Anyway, if you'd like to download a very cool tool for your classroom, please go to Matt Hamlyn's website at:

I'll be over in the corner trying to figure out how doorknobs work and other hard stuff like that.


Last month, one of my students, who was cheesed-off about some comments I'd made on his progress report, stomped up to another teacher and announced that "that old coot Mr. Fladd is getting senile!"

While I'm not all that worried about senility yet, the fact remains that I tend to forget... um... stuff... and...

Um, what were we talking about?

Anyway, I've been making an earnest effort to model ethical internet use for my students. One of the areas where they (and I) tend to cut corners, ethical-use-wise is citing picture sources. In the past, I've tended not to cite photographs in my PowerPoints because I didn't like the way the citations cluttered up my slides, but since I found my solution to that, I've been pretty good about citing my sources.

If I can remember where I found the pictures, that is.

Here's how I address the "where-the-heck-did-I-find-that?" problem:


When I save a picture to use later in a PowerPoint or on a worksheet, I copy its URL (its web address). I do this by highlighting it, then right-clicking it and choosing the "copy" command.




Next, I open the folder I've saved the picture to and right click it. When the menu pops up, I choose the "Properties" option.



The window that appears will tell me a lot of less-than-riveting technical information about the picture file I've just saved. The particular information I'm concerned with is located in the "Details" section, so I click on that tab.



I click on the heading labeled, "Comments" and paste in the URL that I copied earlier, by pressing Control-V.

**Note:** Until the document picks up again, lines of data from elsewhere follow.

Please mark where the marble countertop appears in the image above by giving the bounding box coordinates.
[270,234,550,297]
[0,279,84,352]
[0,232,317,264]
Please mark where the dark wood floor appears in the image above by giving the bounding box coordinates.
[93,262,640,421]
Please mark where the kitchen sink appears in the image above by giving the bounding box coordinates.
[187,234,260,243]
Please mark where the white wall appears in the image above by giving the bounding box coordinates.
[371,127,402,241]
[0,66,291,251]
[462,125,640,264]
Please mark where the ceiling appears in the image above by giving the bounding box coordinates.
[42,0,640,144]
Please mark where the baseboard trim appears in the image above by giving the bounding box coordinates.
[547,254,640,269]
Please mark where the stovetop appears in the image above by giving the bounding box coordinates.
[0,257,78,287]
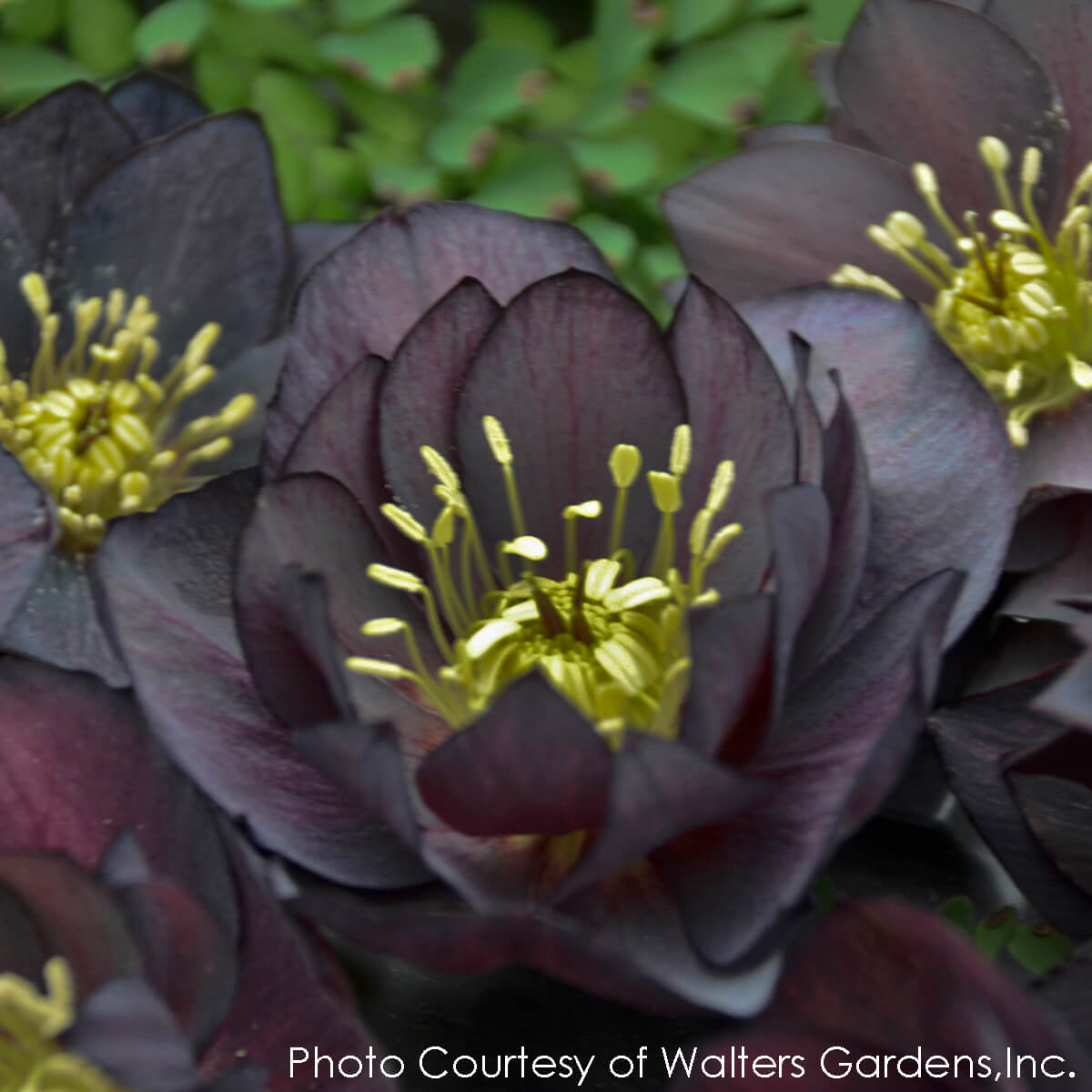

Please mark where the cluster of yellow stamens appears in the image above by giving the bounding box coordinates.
[348,417,742,743]
[830,136,1092,447]
[0,956,120,1092]
[0,273,256,553]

Next, I click on the heading labeled, "Date acquired". The neat thing about this is that I don't even have to actually remember the specific date. (As you will recall, I'm losing my mind and have memory issues.) All I have to type in is the number of the month and my computer fills in the rest for me. I click on the little calendar to the right of the date. This will bring up an actual calendar. I select the current date, then click the "OK" button at the bottom of the window.

Now I've saved the date and location where I found a given picture that is attached to the actual picture file, so it will be much more difficult for me to lose. (Not impossible, mind you, but definitely more difficult.)

Last year, I tried to show this trick to some of my students who were working on school computers and it did not work. Our version of Windows XP does not have this feature, apparently, so this may be a trick that will only work for you at home.

Or maybe just for me.

At home.

When I remember to... um... er...

Uh.. what were we talking about, again?